Attack on the Riemann Hypothesis

1. Introduction

Throughout we write $z=\sigma +it$ with $\sigma ,t\in \mathbb{R}$. Let $\zeta \left(z\right)$ be the Riemann zeta function and

$$\xi \left(z\right)={\displaystyle \frac{z(z-1)}{2}}{\pi }^{-{\displaystyle \frac{z}{2}}}\Gamma \left({\displaystyle \frac{z}{2}}\right)\zeta \left(z\right)$$

the Riemann xi function where $\Gamma \left(z\right)$ is the gamma function. It is well known that the Riemann zeta function has zeros at negative even integers which are called trivial zeros. The Riemann hypothesis asserts that all nontrivial complex zeros satisfy $\sigma =1/2$.
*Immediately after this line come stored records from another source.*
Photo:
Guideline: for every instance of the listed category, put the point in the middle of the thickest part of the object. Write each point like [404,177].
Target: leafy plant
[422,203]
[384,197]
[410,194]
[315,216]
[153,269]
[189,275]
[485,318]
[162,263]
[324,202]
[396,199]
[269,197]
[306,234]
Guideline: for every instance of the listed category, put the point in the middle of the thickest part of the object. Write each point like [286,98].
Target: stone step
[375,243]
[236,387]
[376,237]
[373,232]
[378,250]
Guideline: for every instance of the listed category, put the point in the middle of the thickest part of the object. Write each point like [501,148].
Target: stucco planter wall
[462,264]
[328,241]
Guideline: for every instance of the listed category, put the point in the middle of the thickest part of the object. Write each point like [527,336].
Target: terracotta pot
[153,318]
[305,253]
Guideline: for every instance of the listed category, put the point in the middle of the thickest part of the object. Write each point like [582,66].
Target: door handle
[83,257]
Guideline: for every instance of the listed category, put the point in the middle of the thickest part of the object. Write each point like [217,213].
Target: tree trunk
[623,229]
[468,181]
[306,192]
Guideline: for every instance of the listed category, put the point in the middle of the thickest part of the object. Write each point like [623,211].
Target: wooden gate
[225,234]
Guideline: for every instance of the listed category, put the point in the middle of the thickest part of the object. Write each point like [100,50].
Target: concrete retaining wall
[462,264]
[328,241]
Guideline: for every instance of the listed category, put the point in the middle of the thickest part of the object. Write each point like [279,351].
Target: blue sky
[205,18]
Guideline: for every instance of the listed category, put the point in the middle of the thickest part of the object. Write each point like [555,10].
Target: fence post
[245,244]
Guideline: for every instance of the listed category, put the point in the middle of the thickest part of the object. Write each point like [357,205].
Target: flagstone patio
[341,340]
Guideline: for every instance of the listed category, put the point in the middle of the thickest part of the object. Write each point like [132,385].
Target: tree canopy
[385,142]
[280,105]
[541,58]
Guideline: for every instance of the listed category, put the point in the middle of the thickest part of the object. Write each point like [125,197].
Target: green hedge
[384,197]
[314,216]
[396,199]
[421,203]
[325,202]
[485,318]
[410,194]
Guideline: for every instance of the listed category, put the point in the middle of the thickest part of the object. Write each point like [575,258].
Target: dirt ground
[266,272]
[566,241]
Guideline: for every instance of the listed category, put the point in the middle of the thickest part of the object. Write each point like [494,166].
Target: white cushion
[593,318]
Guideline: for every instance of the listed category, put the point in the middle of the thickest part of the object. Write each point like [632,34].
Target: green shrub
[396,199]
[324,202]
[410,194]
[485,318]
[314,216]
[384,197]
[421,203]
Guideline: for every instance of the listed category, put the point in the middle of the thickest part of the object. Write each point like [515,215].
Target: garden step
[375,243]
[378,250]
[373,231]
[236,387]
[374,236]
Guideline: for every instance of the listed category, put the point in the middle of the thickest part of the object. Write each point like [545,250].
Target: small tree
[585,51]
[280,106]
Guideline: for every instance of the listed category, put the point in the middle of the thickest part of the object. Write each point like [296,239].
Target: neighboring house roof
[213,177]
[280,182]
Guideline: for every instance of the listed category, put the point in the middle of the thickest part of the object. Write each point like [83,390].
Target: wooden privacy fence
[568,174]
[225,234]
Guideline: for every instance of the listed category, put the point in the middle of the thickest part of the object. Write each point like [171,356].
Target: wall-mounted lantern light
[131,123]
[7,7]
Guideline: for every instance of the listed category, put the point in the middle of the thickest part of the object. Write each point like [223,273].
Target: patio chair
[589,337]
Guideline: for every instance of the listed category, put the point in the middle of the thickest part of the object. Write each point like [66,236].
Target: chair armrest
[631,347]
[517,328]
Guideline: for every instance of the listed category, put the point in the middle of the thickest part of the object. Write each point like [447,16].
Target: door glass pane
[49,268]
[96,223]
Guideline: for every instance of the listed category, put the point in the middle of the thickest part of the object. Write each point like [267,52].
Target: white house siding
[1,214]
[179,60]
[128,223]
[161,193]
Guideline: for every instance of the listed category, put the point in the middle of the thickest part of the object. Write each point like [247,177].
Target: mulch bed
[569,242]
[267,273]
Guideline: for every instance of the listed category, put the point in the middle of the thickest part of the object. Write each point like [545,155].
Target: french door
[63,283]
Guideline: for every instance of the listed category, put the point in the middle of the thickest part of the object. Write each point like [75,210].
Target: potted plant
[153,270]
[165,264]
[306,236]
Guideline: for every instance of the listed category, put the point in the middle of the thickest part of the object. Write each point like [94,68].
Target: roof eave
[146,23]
In 1992 Keiper [1] studied the power series

$${\displaystyle \frac{{\xi }^{\prime }(1/z)}{\xi (1/z)}}=\sum _{n=0}^{\infty }{\tau }_n{(1-z)}^n,$$

(1.1)

$$log\left(2\xi \left(1/z\right)\right)=\sum _{n=0}^{\infty }{\lambda }_n^K{(1-z)}^n.$$

(1.2)

In 1997 Li [2] defined the numbers

$${\lambda }_n^L={\displaystyle \frac{1}{(n-1)!}}{\left.{\displaystyle \frac{d^n}{d{z}^n}}\left[z^{n-1}log\xi \left(z\right)\right]\right|}_{z=1}$$

and they are also the coefficients of the power series expansion of

$${\displaystyle \frac{{\phi }^{\prime }\left(z\right)}{\phi \left(z\right)}}=\sum _{n=0}^{\infty }{\lambda }_{n+1}^L{z}^n,$$

where

$$\phi \left(z\right)=\xi \left({\displaystyle \frac{1}{1-z}}\right).$$

Li’s ${\lambda }_n^L$ has the expression

$${\lambda }_n^L=\sum _{\rho }\left[1-{\left(1-{\displaystyle \frac{1}{\rho }}\right)}^n\right]$$

(1.3)

where $\rho$ runs over the nontrivial zeros of the Riemann zeta function.

Remark 1.

The relation between Keiper’s ${\lambda }_n^K$ and Li’s ${\lambda }_n^L$ is ${\lambda }_n^L=n{\lambda }_n^K$. In the following we call both ${\lambda }_n^K$ and ${\lambda }_n^L$ the Keiper-Li coefficients. We will use Keiper’s and set ${\lambda }_n:={\lambda }_n^K$.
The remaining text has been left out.